Cincinnati — Anti-Streetcar Ballot Qualifies
Rail Transit Online, August 2011
Local voters will have another chance on Nov. 8 to decide whether they want the city to build a streetcar starter line from downtown to the Over-the-Rhine neighborhood.
A last-minute push by anti-streetcar organizations led by the NAACP managed to gather a sufficient number of signatures to place the question on the ballot. In addition to banning streetcar construction until at least 2020, the measure would block "...any system of passenger vehicles operated on rails constructed primarily in existing public rights-of-way," including LRT. An almost identical ballot question was defeated in 2009, and the campaign by both
sides is expected to be largely similar to that of two years ago.
"The language is the same, except this one extends out to 10 years," Rob Richardson, cochairman of the pro-streetcar group Cincinnatian for Progress, told The Cincinnati Enquirer. "it was misleading then and is misleading again this time." The local NAACP leader said Cincinnati shouldn't be building rail transit while budget deficits are forcing cutbacks in social services.
Meanwhile, in a move some saw as a demonstration to voters that the streetcar is a done deal, Mayor Mark Mallory, City Manager Milton Dohoney Jr. and other city officials
posted temporary signs at 16 potential station sites. The signs, wrapped around streetlight poles and similar to those used at bus stops, display the streetcar logo and a map showing the adopted route.

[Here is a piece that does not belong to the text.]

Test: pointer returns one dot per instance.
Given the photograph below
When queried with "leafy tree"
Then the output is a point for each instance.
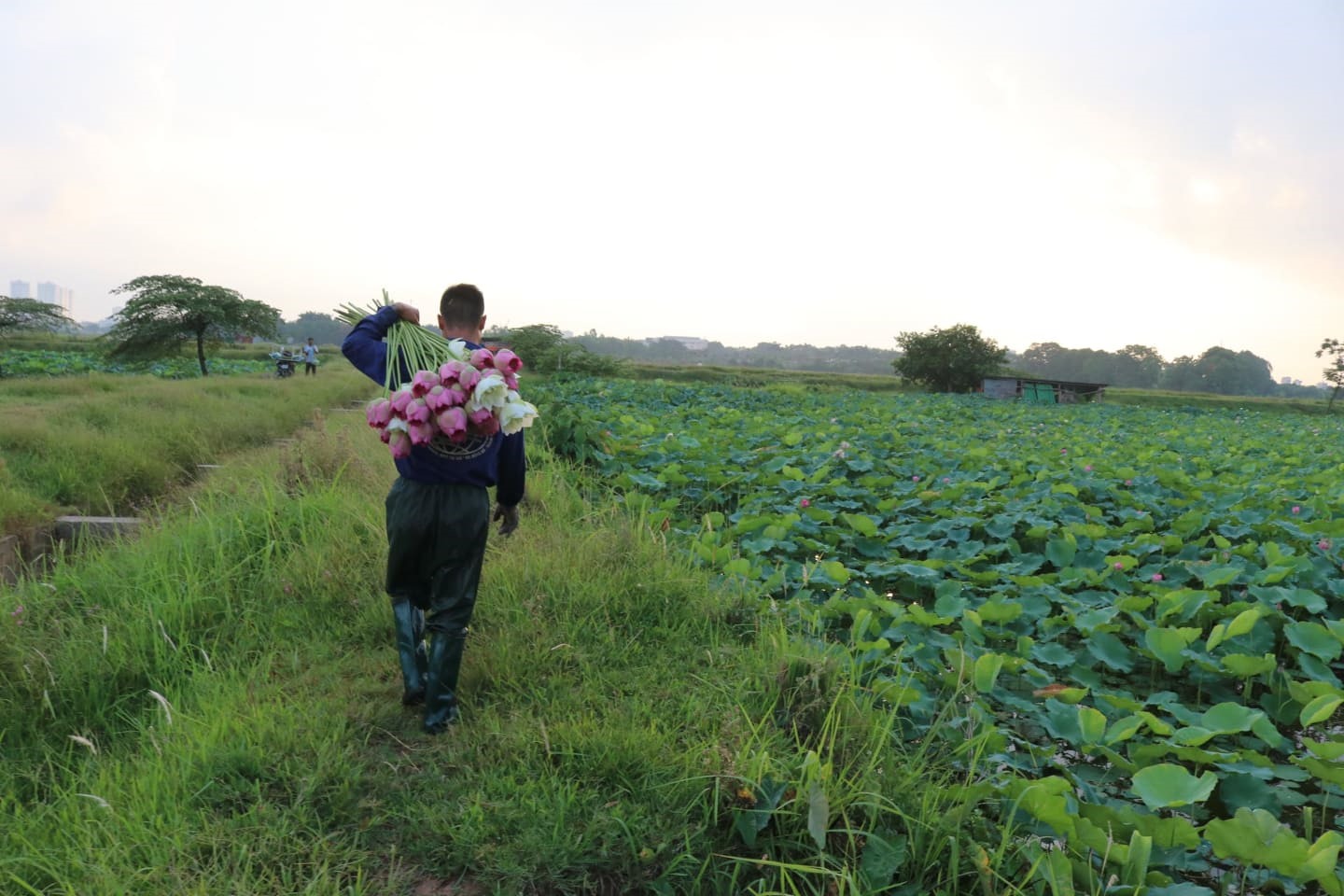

During a news conference at Eighth and Main streets, where the first sign was unveiled, Dohoney said, "The road to being competitive is not paved with asphalt. It is paved with rail lines." Mallory was dismissive of the ballot measure, saying it's the same people asking the same question as they did two years ago."We're not going to change direction based on their hopes and dreams," he said.